The main VisualEditor class implements several mixins as required by Flutter. One of the expected overrides is updateEditingValue(). This in turn invokes _inputConnectionService.diffPlainTextAndUpdateDocumentModel(). This method will run a series of checks to figure out if the plain text or text selection have changed. Depending on the result we invoke further methods to either updateSelection() or replaceText(). Depending on these changes the next setp in the code flow will be to runBuild() and update the widgets tree. This process is explained in great details in Documents and Controller.

## Keyboard Service The Keyboard service handles requesting the software keyboard and connecting to the remote input. If the software keyboard is enable it triggers the build. This service is not used to stream the keystrokes to the document itself. The document gets updates from the remote input via the InputConnectionService (Read inputs.md). This service is used for other needs such as figuring out if meta keys are pressed (ex: when ctrl clicking links).
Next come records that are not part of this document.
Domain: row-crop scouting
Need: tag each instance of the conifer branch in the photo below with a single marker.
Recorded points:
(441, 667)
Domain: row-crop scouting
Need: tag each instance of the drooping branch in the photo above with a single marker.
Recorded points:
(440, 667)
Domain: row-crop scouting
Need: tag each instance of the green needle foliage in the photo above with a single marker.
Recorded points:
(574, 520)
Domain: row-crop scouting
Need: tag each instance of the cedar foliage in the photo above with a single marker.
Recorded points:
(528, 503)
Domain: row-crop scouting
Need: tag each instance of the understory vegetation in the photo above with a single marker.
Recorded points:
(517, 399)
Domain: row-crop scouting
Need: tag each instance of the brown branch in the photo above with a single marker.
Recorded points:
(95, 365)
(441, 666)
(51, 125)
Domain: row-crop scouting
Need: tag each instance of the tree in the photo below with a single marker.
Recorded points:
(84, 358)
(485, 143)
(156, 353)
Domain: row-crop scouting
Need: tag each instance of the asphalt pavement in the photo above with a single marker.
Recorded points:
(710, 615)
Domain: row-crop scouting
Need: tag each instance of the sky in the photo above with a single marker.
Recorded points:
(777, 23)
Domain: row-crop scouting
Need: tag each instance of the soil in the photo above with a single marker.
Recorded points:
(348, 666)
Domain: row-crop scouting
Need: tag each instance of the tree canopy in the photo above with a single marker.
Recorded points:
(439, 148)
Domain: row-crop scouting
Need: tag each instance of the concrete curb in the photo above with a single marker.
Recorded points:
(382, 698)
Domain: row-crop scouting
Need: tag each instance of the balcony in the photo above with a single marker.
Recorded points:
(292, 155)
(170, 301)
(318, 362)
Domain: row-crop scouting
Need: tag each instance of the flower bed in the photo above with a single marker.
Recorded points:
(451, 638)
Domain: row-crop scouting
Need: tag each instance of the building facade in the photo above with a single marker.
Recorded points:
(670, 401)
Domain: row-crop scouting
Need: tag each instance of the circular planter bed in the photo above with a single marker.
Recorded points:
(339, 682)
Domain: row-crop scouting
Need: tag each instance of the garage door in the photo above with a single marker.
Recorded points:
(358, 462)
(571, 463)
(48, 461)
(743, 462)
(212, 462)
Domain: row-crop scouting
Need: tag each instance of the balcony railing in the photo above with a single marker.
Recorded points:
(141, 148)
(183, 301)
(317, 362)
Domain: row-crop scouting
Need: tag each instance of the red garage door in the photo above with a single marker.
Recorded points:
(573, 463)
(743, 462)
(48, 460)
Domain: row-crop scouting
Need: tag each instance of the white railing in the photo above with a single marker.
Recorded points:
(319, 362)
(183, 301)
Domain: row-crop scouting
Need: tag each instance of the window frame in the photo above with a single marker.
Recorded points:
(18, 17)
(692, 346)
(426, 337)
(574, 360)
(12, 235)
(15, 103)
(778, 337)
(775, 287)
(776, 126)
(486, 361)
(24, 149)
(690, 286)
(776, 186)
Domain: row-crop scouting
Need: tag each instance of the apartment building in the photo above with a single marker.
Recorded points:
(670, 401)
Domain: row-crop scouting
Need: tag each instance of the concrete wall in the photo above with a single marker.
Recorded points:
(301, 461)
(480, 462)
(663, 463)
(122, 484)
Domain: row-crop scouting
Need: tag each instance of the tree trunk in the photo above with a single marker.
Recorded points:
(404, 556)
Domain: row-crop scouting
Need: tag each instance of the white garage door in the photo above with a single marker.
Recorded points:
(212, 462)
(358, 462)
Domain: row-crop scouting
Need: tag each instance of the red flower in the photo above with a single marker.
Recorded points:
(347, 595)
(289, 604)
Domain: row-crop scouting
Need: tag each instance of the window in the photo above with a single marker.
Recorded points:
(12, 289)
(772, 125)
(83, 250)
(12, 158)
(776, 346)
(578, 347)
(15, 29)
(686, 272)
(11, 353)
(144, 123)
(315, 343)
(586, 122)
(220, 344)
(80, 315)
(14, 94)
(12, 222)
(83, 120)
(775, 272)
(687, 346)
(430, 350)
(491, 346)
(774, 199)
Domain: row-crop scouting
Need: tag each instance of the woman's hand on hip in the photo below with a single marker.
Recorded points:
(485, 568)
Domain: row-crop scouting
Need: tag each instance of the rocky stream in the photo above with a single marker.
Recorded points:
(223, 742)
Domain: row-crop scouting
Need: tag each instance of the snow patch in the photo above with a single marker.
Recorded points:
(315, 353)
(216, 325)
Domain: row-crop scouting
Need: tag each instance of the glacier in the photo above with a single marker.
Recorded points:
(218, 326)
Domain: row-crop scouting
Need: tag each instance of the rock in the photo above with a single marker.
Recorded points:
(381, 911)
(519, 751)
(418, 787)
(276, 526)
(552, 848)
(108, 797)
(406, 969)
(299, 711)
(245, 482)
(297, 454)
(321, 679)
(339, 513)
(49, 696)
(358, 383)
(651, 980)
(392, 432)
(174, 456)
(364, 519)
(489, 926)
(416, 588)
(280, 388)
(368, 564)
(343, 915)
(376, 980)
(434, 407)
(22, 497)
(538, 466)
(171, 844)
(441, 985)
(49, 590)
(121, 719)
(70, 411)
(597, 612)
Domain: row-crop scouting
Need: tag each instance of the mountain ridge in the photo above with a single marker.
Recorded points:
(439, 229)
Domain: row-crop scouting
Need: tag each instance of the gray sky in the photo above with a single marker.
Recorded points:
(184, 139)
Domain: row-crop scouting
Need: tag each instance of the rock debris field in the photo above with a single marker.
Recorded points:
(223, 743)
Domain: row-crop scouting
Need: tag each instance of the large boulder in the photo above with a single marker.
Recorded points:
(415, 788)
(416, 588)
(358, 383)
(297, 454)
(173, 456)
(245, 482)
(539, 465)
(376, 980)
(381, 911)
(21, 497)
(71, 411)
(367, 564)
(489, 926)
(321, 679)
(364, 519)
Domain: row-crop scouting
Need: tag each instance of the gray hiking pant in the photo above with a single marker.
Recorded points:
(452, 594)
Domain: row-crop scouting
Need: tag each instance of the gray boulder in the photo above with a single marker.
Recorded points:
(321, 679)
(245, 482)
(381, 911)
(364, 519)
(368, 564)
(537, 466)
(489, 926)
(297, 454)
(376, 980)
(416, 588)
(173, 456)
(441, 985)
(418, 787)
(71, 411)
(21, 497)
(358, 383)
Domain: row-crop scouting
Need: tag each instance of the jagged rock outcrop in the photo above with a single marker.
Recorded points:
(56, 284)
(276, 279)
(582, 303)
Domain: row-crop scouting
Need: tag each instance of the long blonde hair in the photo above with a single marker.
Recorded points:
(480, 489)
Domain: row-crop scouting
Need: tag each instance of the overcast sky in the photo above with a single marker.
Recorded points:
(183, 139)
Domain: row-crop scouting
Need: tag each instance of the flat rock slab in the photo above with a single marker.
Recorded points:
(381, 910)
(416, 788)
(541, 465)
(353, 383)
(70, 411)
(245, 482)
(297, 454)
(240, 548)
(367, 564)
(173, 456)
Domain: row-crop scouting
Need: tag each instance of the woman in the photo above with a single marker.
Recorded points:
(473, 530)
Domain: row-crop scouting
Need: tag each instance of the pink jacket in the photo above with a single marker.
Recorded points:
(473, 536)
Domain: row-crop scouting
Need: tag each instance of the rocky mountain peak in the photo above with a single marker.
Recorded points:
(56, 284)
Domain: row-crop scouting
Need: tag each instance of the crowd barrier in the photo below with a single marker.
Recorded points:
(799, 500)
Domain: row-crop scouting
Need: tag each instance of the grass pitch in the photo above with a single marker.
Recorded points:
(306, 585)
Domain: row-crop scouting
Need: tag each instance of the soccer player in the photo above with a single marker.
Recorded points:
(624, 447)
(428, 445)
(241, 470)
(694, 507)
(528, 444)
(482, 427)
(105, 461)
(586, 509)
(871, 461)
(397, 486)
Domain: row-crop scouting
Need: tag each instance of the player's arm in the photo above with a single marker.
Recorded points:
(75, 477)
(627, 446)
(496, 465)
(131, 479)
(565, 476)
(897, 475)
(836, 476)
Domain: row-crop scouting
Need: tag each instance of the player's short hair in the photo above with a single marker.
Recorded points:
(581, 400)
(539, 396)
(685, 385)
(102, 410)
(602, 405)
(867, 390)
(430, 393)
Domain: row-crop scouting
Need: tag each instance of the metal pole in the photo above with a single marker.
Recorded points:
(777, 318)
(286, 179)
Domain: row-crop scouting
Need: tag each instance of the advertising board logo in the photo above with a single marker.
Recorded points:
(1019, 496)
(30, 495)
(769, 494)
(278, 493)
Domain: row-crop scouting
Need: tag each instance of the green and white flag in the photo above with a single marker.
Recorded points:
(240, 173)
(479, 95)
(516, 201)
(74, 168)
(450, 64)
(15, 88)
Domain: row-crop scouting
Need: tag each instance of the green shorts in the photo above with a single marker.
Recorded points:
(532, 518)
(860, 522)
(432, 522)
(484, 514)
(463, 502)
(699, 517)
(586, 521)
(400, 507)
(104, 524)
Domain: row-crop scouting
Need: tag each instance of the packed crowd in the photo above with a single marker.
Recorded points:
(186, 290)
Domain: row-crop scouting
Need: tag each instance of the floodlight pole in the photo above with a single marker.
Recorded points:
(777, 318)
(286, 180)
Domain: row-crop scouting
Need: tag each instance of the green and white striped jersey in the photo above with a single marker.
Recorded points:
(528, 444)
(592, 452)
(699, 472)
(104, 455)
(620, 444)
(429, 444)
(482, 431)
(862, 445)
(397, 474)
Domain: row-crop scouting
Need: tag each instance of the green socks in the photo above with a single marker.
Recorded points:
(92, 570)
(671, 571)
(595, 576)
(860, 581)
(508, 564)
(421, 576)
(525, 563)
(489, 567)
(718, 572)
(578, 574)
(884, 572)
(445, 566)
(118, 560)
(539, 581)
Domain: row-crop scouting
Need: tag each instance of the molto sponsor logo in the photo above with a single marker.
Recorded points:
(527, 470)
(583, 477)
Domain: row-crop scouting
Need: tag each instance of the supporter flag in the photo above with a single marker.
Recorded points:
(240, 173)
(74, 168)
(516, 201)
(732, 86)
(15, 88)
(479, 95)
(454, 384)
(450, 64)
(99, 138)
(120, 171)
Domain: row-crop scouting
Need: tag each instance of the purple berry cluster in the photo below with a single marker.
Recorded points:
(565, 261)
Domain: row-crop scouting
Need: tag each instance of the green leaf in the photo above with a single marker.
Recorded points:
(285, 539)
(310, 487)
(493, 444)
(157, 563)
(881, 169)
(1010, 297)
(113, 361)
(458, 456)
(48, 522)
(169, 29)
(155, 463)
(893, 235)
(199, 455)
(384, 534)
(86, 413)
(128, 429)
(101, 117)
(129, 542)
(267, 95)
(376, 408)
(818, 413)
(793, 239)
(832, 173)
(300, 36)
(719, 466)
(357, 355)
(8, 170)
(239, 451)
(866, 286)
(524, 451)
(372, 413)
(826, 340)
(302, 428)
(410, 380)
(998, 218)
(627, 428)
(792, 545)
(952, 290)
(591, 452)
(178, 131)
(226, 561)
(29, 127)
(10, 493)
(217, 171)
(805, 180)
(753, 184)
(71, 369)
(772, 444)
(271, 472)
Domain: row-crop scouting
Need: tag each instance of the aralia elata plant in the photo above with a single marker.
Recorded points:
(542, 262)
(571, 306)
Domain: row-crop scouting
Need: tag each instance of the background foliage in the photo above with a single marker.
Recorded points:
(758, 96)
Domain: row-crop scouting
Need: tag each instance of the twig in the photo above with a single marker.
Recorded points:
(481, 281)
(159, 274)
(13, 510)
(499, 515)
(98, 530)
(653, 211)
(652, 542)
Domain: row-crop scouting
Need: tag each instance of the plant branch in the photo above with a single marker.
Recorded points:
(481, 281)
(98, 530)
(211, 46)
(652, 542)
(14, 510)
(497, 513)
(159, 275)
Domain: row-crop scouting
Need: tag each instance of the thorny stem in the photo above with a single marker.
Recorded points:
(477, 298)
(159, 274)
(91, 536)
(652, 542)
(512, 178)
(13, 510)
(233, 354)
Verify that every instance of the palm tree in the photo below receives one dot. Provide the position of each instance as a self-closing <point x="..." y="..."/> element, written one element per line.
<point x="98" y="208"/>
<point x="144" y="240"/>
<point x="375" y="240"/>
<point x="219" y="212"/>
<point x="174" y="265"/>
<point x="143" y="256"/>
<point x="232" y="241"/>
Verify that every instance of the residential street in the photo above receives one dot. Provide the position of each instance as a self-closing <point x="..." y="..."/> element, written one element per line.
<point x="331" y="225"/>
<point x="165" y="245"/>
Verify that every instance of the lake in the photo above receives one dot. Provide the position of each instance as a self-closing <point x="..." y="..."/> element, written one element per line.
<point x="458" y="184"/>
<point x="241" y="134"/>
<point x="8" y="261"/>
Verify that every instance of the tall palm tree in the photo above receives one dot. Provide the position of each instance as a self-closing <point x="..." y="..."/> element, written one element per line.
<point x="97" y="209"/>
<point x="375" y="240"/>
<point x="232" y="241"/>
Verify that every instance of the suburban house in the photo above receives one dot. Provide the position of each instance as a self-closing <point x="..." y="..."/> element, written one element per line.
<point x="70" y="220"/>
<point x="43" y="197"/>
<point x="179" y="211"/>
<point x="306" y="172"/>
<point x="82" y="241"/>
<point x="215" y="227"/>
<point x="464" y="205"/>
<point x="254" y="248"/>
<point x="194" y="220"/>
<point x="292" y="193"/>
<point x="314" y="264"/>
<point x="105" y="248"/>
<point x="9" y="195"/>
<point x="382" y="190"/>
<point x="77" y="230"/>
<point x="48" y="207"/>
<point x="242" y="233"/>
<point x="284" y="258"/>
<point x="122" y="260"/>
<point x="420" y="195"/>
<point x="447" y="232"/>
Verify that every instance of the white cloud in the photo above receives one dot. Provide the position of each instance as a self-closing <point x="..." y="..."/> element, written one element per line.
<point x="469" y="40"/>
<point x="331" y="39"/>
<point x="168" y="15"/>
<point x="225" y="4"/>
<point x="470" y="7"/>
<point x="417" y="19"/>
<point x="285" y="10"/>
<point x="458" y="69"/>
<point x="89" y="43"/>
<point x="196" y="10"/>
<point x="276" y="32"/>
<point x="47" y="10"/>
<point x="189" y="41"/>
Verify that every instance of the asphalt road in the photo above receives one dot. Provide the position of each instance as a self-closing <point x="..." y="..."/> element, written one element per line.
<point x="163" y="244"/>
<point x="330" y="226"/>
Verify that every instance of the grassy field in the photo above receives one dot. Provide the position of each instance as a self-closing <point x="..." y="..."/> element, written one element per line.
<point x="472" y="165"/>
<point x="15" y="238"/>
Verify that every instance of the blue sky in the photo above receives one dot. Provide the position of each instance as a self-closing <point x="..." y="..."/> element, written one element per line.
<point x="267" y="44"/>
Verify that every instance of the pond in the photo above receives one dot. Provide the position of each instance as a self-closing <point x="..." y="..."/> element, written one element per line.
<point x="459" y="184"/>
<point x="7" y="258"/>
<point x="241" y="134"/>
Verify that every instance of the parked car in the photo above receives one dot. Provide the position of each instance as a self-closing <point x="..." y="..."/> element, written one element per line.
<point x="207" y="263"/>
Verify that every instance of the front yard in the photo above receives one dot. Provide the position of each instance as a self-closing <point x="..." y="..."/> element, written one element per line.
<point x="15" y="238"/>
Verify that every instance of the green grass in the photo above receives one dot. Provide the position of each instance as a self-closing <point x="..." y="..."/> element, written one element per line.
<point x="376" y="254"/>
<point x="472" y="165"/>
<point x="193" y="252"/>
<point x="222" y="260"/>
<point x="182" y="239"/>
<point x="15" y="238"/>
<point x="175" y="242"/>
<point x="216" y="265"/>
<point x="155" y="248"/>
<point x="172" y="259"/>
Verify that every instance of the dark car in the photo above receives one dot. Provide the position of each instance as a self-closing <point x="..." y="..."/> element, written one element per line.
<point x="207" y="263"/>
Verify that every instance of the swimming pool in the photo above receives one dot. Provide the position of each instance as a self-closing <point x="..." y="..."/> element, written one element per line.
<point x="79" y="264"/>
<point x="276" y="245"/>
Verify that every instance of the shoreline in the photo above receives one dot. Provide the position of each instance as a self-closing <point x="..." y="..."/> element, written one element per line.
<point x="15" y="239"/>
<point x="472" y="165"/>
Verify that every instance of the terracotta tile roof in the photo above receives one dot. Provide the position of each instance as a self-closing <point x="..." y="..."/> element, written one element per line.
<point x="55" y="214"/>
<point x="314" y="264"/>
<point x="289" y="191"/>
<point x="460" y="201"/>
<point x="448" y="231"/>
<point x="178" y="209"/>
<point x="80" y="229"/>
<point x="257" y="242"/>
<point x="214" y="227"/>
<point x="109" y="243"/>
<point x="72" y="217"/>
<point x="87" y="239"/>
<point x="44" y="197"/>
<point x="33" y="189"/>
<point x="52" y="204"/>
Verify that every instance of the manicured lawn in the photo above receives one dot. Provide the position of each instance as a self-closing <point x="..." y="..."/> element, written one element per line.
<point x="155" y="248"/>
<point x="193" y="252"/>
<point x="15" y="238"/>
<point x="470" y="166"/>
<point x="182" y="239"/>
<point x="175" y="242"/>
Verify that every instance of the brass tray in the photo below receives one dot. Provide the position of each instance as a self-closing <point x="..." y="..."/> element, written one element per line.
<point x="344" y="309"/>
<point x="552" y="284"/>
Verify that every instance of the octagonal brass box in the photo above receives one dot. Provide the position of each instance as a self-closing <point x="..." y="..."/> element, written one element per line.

This was a very difficult part to understand in the early refactoring process after forking Quill.

adrian-moisa commented 1 year ago

DocumentM is more or less almost a full fledged controller itself (not a pure data model). We've separated most of the methods to a dedicated service to make it easier to grasp the overview of the model. Document model contains two data representations of the same document:

When a document is initialised, the delta operations are converted to nodes and attached to the root node. The build() process maps the document nodes to styled text spans in the widget tree. All document editing operations are computed using the rules middleware. The rules are split in three categories: insert, delete, retain. Rules identify patterns in the document and perform mutations (ex: closing bullet if if enter is pressed twice). After the rules are executed a new updated delta is generated. This delta is then passed to document.compose() which in turn maps it to nodes. If successful compose then maps again the bodes to delta and stores this last one in the document for later use. All document editing methods return change deltas to be streamed for coop editing. The complete history of changes is stored in memory during the editing process.

One of the challenges of understanding how DocumentM works was recognising if methods are pure or impure. I've updated the comments to reflect if methods are pure or impure (purity indicators). Having increased awareness of the purity of code improves the developers ability to predict what will happen. Thus makes the debugging process far easier.

adrian-moisa commented 1 year ago

The new Document Model, down from 450 lines of code.

image

Document model contains the raw data representation:

Document models can be initialised empty or from json data or delta models. Documents can be edited outside of the editor by a DocumentController class. We decided to use this approach to avoid create monster models with excessive data and models in one scope. We prefer the pure functional approach for the sake of keeping the models easy to comprehend by new contributors. Also another reason to keep the api in a DocumentController class was the simple fact that not many developers will be using the document API directly for manipulating the doc in memory. Those experienced enough to require such operations will be able to do so using a new instance of the DocumentController. The net gain is that we have far easier code to read and comprehend compared to the forked Quill repo. And this is what we care the most right now, being highly accessible for new developers not slightly more accessible for experienced devs. Read editor.md for a full breakdown of the editor architecture.